When you need a meal that’s ready in a flash – this is my go-to. It’s great for breakfast, lunch or dinner and can be made using whatever green veggies you have in the fridge – I love kale, spinach and Brussels sprouts most! Add some pesto or chilli flakes to finish it off – yum!
- 1 organic, free-range eggs
- 1/4 leek, chopped
- 2 garlic cloves, minced
- 2 cups of mixed green veggies
- 1 tbsp coconut oil
- 1 tsp salt
- 1 tsp chilli flakes
- Melt the coconut oil in a saucepan on medium-heat.
- Add the leek and garlic to the saucepan and sauté for 2-3 minutes, until leek turns translucent.
- Add greens to the saucepan and sauté until wilted/well-cooked.
- Crack the egg into a separate bowl.
- Make a hole in the centre of the greens and slowly pour in the egg so it sits in the middle.
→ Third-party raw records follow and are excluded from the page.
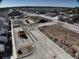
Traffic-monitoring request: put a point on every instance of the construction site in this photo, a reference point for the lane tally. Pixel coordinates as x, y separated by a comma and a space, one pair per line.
63, 37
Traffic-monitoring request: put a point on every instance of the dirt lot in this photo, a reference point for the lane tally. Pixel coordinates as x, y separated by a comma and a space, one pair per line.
63, 37
36, 18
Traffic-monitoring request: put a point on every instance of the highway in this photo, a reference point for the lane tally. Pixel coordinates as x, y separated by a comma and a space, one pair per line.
71, 27
44, 48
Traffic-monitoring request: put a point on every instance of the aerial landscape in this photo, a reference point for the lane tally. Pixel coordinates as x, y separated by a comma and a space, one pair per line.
39, 31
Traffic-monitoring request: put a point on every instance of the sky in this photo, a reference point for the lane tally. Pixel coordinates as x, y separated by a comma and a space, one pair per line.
58, 3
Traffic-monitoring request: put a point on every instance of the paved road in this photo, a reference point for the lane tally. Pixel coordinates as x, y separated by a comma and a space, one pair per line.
45, 48
55, 19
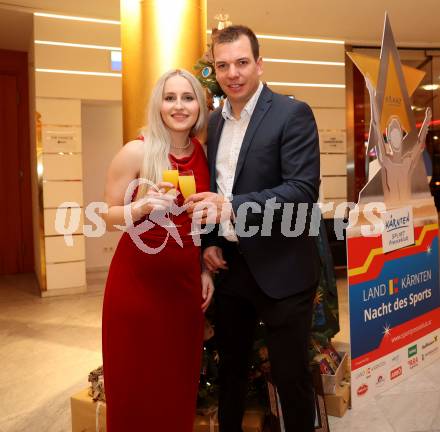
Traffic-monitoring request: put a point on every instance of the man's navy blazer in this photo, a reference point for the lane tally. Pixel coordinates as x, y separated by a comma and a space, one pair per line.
279, 158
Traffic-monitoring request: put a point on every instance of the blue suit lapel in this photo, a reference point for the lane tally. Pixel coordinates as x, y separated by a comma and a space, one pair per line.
261, 108
212, 151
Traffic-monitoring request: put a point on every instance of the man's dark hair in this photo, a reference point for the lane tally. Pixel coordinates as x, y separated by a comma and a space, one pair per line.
231, 34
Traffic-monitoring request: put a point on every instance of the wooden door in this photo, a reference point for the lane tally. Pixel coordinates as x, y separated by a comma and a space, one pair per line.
16, 234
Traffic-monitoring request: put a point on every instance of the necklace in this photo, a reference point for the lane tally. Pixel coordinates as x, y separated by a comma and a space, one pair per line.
182, 147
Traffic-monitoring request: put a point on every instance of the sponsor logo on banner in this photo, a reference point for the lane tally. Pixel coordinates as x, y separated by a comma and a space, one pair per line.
378, 366
431, 342
362, 390
428, 353
395, 373
380, 381
412, 351
360, 374
398, 229
413, 362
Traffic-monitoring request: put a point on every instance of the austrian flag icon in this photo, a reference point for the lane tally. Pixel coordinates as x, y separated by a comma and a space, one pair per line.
393, 286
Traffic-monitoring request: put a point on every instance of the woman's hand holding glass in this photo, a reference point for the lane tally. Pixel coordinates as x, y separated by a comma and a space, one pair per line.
157, 199
207, 289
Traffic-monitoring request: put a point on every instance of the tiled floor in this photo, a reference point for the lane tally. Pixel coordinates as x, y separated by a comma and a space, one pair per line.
48, 346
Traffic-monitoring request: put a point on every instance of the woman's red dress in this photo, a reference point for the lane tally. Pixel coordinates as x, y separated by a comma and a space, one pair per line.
152, 326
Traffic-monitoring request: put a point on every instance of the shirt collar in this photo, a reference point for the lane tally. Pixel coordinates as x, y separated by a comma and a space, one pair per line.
249, 107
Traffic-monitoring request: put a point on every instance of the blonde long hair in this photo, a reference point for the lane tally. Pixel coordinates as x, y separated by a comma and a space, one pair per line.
157, 139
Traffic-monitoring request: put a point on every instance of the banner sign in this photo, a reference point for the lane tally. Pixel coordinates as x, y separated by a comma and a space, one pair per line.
393, 277
394, 302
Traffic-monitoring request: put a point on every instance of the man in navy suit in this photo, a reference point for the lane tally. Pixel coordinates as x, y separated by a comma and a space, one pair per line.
263, 154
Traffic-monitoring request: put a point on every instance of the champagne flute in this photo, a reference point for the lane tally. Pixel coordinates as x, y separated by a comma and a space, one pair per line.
187, 184
171, 176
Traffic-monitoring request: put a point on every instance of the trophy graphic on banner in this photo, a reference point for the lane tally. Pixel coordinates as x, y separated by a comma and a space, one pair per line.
392, 238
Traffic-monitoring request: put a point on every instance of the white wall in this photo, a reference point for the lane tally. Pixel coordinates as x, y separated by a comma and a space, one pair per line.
101, 139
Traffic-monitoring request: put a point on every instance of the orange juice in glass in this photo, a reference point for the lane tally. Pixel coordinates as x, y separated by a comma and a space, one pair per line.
171, 176
187, 183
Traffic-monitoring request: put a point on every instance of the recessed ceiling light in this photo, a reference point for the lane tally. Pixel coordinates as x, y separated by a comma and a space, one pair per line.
292, 84
75, 72
431, 87
76, 18
76, 45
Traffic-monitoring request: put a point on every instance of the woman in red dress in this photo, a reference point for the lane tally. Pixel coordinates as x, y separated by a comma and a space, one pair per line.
156, 292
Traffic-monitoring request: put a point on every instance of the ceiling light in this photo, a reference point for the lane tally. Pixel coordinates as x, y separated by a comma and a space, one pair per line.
312, 62
73, 72
291, 84
74, 45
430, 87
76, 18
297, 39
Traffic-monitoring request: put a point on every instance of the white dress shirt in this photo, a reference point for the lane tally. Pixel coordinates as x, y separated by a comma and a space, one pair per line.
228, 150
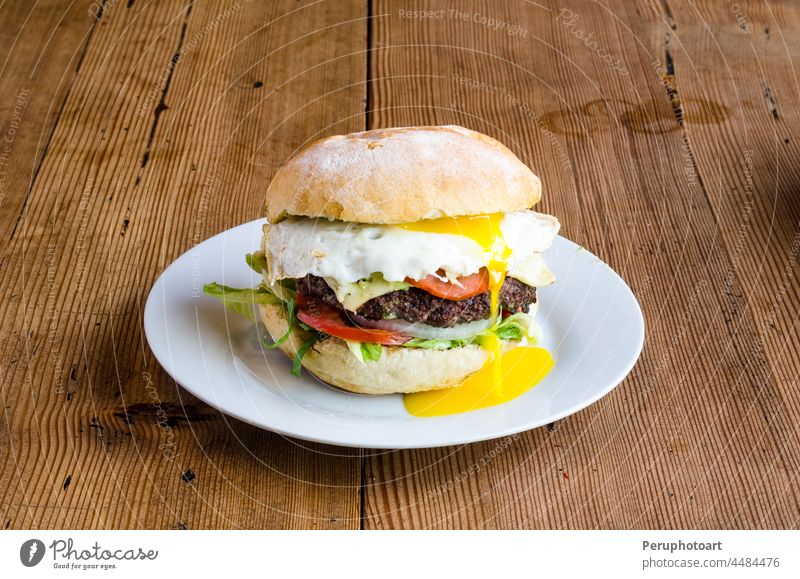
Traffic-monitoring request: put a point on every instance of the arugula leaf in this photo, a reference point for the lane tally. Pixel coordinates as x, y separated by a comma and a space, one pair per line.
291, 320
371, 352
301, 351
429, 344
241, 301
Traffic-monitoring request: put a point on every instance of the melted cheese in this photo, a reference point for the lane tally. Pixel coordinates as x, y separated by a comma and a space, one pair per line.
350, 252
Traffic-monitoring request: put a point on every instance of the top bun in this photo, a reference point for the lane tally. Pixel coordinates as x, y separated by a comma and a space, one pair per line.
402, 175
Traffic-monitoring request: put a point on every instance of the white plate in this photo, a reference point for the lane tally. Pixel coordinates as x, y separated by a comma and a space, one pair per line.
592, 324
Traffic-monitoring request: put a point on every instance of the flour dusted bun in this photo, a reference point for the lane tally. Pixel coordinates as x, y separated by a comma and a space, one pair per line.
399, 370
401, 175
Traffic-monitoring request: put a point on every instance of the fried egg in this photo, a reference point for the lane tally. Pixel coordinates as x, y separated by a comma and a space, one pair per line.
348, 252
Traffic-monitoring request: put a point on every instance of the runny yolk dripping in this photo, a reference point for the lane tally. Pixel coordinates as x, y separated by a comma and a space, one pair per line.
505, 376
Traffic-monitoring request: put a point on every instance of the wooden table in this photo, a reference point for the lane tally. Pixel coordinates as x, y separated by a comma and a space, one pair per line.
664, 134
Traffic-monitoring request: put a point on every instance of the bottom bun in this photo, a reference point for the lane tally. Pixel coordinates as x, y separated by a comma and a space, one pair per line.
399, 370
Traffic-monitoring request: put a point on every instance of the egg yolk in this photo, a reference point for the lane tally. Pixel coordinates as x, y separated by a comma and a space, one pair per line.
491, 385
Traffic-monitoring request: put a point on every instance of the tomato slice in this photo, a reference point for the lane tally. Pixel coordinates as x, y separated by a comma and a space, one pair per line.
328, 319
474, 284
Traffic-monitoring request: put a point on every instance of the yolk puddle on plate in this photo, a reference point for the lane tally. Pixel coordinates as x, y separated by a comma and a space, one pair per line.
524, 367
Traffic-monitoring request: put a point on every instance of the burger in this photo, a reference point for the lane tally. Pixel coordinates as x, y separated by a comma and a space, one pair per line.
400, 260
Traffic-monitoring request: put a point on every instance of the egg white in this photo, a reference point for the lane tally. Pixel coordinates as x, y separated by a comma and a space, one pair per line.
348, 252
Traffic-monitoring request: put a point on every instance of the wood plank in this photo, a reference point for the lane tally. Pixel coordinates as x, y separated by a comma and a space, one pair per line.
750, 173
154, 152
43, 46
685, 440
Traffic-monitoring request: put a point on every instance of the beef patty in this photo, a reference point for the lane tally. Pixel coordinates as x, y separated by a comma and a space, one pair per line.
416, 305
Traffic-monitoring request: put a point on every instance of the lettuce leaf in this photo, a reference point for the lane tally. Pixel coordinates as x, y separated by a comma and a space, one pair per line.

You may want to reduce the heat so that the egg cooks through.
- Cook for 5-7 minutes on low heat, until the egg white has set but the yolk is runny.
- Remove from heat and serve on to plate, top with chilli flakes and a generous pinch of salt.
- Adjust the cooking times of the greens depending on what you’re adding – while spinach or kale don’t take too long to wilt, Brussels sprouts take 3-4 minutes to brown.